حَدَّثَنَا إِسْمَعِيلُ يَعْنُونَ ابْنَ جَعْفَرٍ عَنْ حُمَيْدٍ قَالَ سُئِلَ أَنَسُ
بْنُ مَالِكٍ عَنْ كَسْبِ الْحَجَّامِ فَقَالَ احْتَجَمَ رَسُولُ اللَّهِ صَلَّى
اللَّهُ عَلَيْهِ وَسَلَّمَ حَجَمَهُ أَبُو طَيْبَةَ فَأَمَرَ لَهُ بِصَاعَيْنِ
مِنْ طَعَامٍ وَكَلَّمَ أَهْلَهُ فَوَضَعُوا عَنْهُ مِنْ خَرَاجِهِ وَقَالَ إِنَّ
أَفْضَلَ مَا تَدَاوَيْتُمْ بِهِ الْحِجَامَةُ أَوْ هُوَ مِنْ أَمْثَلِ
دَوَائِكُمْ ِ
Hadîts ini menunjukkan bahwa bahwa
Rasulullah pernah berbekam yang dilakukan oleh Abu Thaibah kemudian ia diberi
upah oleh Rasulullah. Hadîts pertama dikeluarkan oleh al-Nasâ’iy, Hadîts kedua
dikeluarkan oleh Imam Muslim dalam kitab yang sama. Di lihat dari sisi redaksi
antara pertama dan kedua nampak saling bertentangan. Hadîts pertama
menjelaskan adanya larangan mengambil keuntungan dari berbekam yang sekaligus
menunjukkan bahwa perbuatan tersebut haram.

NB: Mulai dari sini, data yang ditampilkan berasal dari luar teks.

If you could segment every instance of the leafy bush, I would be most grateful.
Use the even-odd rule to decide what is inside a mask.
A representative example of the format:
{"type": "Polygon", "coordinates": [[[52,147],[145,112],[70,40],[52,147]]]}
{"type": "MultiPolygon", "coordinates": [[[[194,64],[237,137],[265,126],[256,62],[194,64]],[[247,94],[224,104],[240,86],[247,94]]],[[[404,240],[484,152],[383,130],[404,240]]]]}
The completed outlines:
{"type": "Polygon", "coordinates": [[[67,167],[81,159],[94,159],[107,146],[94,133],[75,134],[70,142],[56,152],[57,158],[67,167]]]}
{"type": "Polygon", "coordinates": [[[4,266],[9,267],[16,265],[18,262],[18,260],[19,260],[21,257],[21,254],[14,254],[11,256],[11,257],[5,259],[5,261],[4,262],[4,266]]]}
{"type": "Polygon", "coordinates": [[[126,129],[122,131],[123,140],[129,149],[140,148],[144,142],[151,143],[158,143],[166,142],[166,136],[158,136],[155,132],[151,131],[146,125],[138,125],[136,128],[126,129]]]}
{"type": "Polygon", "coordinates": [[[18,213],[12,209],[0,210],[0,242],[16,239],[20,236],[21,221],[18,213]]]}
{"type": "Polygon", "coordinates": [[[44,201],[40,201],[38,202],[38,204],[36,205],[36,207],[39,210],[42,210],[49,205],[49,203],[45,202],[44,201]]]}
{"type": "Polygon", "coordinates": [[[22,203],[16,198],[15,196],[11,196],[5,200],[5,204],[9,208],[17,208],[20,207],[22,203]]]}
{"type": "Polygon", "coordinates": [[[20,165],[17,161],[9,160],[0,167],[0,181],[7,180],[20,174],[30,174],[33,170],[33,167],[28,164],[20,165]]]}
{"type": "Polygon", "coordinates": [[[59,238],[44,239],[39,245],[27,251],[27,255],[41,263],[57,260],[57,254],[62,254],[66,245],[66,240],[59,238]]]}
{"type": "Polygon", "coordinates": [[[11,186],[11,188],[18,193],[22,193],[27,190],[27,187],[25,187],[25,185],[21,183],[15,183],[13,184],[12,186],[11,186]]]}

Para ulama mencoba memahami
pertenatangan tersebut dengan menggunakan pendekatan muthlaq dan muqyyad.
Haramnya kasb al-hajâm merupakan suatu yang muthlaq, kemudian
dibatasi oleh adanya qârinah untuk mengambil manfaat dari
orang lain karena Rasullullah melakukannya.[7] Adanya qarinah menjadikan kasb
al-hâjam tidak lagi haram akan tetapi makruh.
b)
Pemahaman Kontekstual
Pemahaman kontekstual yang dimaksud di sini
ialah memahami Hadîts- Hadîts Rasulullah dengan
memperhatikan dan mengkaji keterkaitannya dengan peristiwa atau situasi yang
menjadi latarbelakang disampaikannya Hadîts, dengan
memperhatikan asbâb al-wurud Hadîts-Hadîts tersebut.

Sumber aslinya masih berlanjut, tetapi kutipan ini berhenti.